Complex sync requirements (sync_gateway)

218 views
Skip to first unread message

Nick Wood

unread,
Oct 4, 2013, 10:17:12 AM10/4/13
to mobile-c...@googlegroups.com
We have some complex sync requirements and I haven't been able to wrap my head around how to use the sync function.

The basic use case is that there is a group of mobile users from a company.  The company's docs are in the same database as many other companies docs.  Some company users will have access to all documents, others will only have access to some documents.  Access can change along the way.

Maybe some example docs would help to illustrate and work through this.

Let's pretend this is a task management system and multiple notes can be added to each task.  We have task documents, and note documents.

{
 "id" : "1",
 "name" : "task1",
 "company" : "Acme",
 "type" : "task",
 "owners" : ["user1"],
}

{
 "id" : "2",
 "name" : "task2",
 "company" : "Acme",
 "type" : "task",
 "owners" : ["user2"],
}

{
 "id" : "3",
 "name" : "task3",
 "company" : "Different Company",
 "type" : "task",
 "owners" : ["user5"],
}

{
 "id" : "4",
 "name" : "note1",
 "type" : "note",
 "parent" : "1"
}

{
 "id" : "5",
 "name" : "note2",
 "type" : "note",
 "parent" : "1"
}

{
 "id" : "6",
 "name" : "note3",
 "type" : "note",
 "parent" : "2"
}

user1 is a "regular" user, so they should only have access to the tasks that they own (task 1) and their child notes (note1 and note2, but not note3)
user2 is an "manager" user, so they should have access to all tasks and all child notes for their company (not task3 or note3 because they're for another company)

1. I can envision one solution where I use a channels property in every document and our application logic can handle distinguishing between "regular" users and "manager" users.  Thinking through the drawbacks to this approach:
 - If a "regular" users gets promoted to a "manager", we would have to manually update the channels property for all of that company's documents.  In our case, we'll have 10,000+ documents per company and even though nothing substantial will have changed, this will trigger re-syncing all documents to every mobile user.

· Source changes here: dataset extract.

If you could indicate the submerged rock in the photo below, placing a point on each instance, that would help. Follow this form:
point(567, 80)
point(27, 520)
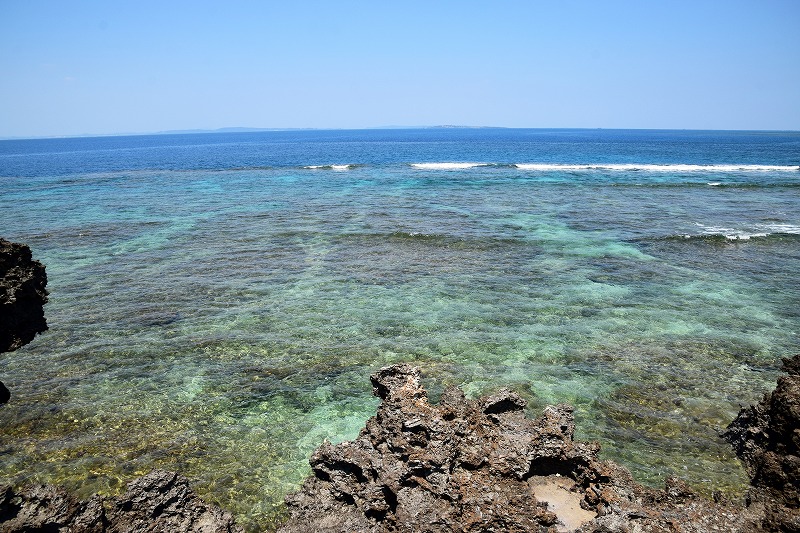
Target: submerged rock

One possible solution to this would be to have direct API access to manipulate channel access from our app servers.  My theory is that by manipulating the "access control list" directly, it wouldn't cause each document to be updated and therefore wouldn't trigger unnecessary syncing to all of the mobile clients.  I don't understand the internals well enough to know if 1) such an api exists or 2) manipulating it this way would trigger appropriate syncing or "unsyncing" in the case of reduced access.

2. Can sync() function logic be based on a users role?  For example, if a user is a "manager" can we sync all documents regardless of the "owners" property?  Then if the user gets demoted to a "regular" user, will sync_gateway know to remove their access to all of the documents that they aren't an "owner" on?

3. I don't have an "owners" property on the note documents and the parent "task" documents don't point to the child "note" documents, it's the other way around.  When the sync() function comes across a note document, is there any way to have it grant access based on the referenced parent document's "owners" property?  I think I know the answer to this but wanted to bring up the use case.  Again, the "possible solution" for point #1 above would be helpful for something like this.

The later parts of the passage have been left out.